Austria

UNO: Das vergangene Jahrzehnt war das heißeste seit 1850

Die UNO präsentierte Zahlen auf der Weltklimakonferenz in Madrid. "Wir sind die erste Generation, die es physisch wahrnimmt, und wir sind die letzte, die es über hat, etwas dagegen zu tun“, sagte Bundespräsident Van der Bellen.

Die Jahre 2010 bis 2019 gehen nach Einschätzung der UNO wohl als das heißeste Jahrzehnt in die Geschichte ein. Dies teilte die UNO am Dienstag bei der Weltklimakonferenz in Madrid mit.
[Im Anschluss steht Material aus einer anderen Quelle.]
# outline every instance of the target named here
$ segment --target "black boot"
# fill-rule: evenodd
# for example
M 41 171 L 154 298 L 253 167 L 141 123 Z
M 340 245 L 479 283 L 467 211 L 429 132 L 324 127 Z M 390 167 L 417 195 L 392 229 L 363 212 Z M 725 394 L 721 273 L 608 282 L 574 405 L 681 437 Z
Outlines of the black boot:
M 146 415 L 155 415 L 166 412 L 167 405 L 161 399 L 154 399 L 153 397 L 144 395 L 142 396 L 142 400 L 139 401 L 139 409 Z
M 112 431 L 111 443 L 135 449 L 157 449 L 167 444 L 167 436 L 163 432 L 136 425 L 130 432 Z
Allein im Jahr 2019 habe die Temperatur um 1,1 Grad Celsius über dem vorindustriellen Niveau gelegen, erklärte die Weltorganisation für Meteorologie (WMO).
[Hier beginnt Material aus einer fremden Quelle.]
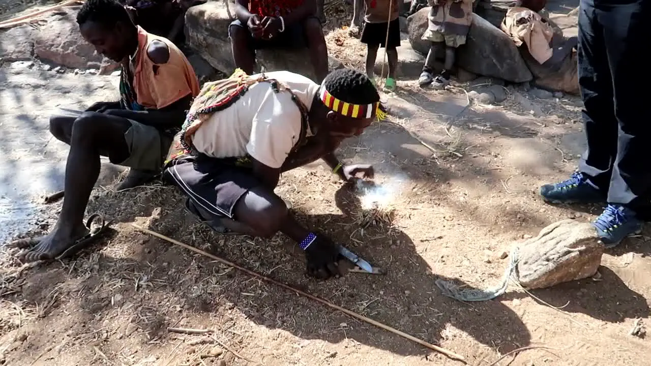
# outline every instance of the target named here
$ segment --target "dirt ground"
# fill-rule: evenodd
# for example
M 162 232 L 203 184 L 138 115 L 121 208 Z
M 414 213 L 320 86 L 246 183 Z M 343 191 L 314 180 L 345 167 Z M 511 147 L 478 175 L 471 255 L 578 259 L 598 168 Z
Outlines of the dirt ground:
M 10 66 L 0 68 L 4 85 L 33 91 Z M 55 86 L 73 77 L 35 75 L 49 75 Z M 497 300 L 464 303 L 441 296 L 434 284 L 443 278 L 489 287 L 501 279 L 508 260 L 501 254 L 514 241 L 559 219 L 598 213 L 536 197 L 540 184 L 572 171 L 585 148 L 580 100 L 536 99 L 508 87 L 506 102 L 486 106 L 469 103 L 465 85 L 445 92 L 421 90 L 413 80 L 398 87 L 383 96 L 389 120 L 339 152 L 346 162 L 374 164 L 376 180 L 390 188 L 391 222 L 363 229 L 358 195 L 319 163 L 283 175 L 277 189 L 301 221 L 386 275 L 317 281 L 303 274 L 302 253 L 283 235 L 221 236 L 186 213 L 173 187 L 157 182 L 117 193 L 105 182 L 88 214 L 102 212 L 114 223 L 96 245 L 73 260 L 34 267 L 21 265 L 14 251 L 0 257 L 0 364 L 461 364 L 137 231 L 136 223 L 440 345 L 470 365 L 647 365 L 648 339 L 630 331 L 637 319 L 648 322 L 648 231 L 605 255 L 600 275 L 553 289 L 528 294 L 512 287 Z M 47 96 L 64 104 L 83 93 Z M 46 128 L 46 116 L 31 119 Z M 49 148 L 61 150 L 59 143 Z M 59 209 L 60 203 L 44 206 L 36 232 L 46 232 Z M 213 331 L 180 334 L 168 327 Z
Bundespräsident Alexander Van der Bellen hatte am Montag, der ersten Tag der Konferenz in Madrid, festgestellte, dass die Thematik eine Dringlichkeit und Intensität entwickelt habe, die sich mit den Jahren gesteigert habe. Und zu Recht, denn "im wesentlichen ist die Mechanik und Konsequenz der Klimaveränderung seit mindestens 50 Jahren bekannt", sagte das Staatsoberhaupt.

Er könne dies nicht oft genug wiederholen, erläuterte er bei einer Pressekonferenz. Zuvor hatte er auch an einem Meeting mehrerer EU-Mitgliedsstaaten teilgenommen, auch die neue EU-Kommissionspräsidentin Ursula von der Leyen war Teil davon. Inhaltlich sei es dort um den EU-Rat gegangen, der am 12. und 13. Dezember zum Ende der COP25 stattfinden und bei dem die CO2-Neutralität bis 2050 beschlossen werden soll. "Ganz locker" werde der Gipfel nicht ablaufen, prognostizierte Van der Bellen.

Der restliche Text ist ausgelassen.